Il romanzo non é solo una storia d'amore. Ci sono almeno altri due filoni narrativi. Innanzitutto, Guirames Rosa ci racconta del mondo scomparso dei "jacunços" e del loro ambiente naturale e sociale: uomini duri il cui destino è già segnato dalla nascita e che sanno che saranno sconfitti, ma continuano a vivere nel Grande Sertao, cantando le loro canzoni: "vita è sorte assai rischiosa/nel dover della lealtà:/ogni notte è fiume a valle, /ogni giorno è oscurità..." Un altro tema è quello metafisico: esiste il Diavolo e dov'è Dio? Se alla fine del romanzo non riusciamo a dare una risposta alla prima domanda, invece comprendiamo molto bene che Dio, se esiste, è come il Grande Sertao, pervasivo ma molto lontano, indifferente a ciò che accade agli esseri umani.

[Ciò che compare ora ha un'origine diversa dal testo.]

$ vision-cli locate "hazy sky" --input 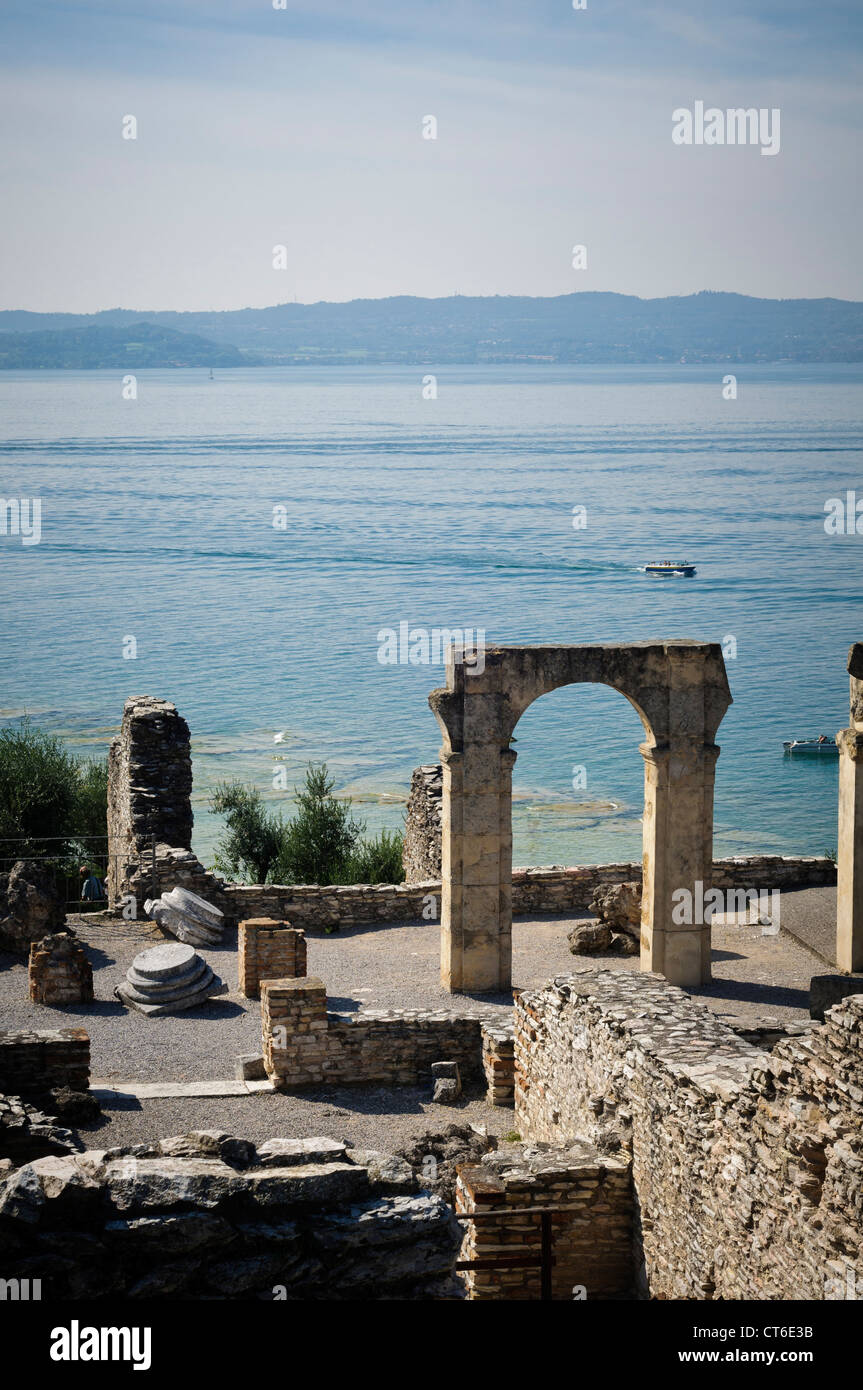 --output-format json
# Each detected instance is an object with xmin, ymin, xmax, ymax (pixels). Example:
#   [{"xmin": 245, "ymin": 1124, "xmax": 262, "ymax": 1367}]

Come dice il traduttore, il mondo narrativo e lirico di Guimares Rosa "fonde terminologia, strutture e flessioni regionali con le più ardite innovazioni e la tipicità del mondo naturale e umano da cui prende le mosse. Forse, si perde molto con la traduzione, ma rimane comunque il senso magico del racconto, che porta il lettore in una sognante e affascinante storia. Riobaldo, alla fine della sua vita, narra il suo Sertao ad una persona non identificata, indicata soltanto con "Vossignoria"; in questo modo Guimares Rosa dà movimento al romanzo, alternando brevi frasi colloquiali con descrizioni dettagliate e intense, fondendo realtà e immaginazione. E' un peccato che Feltrinelli abbia rovinato questo capolavoro usando un carattere minuscolo, faticoso da leggere: forse per risparmiare la carta e l'inchiostro!

Perché leggerlo? Faticoso ma splendido.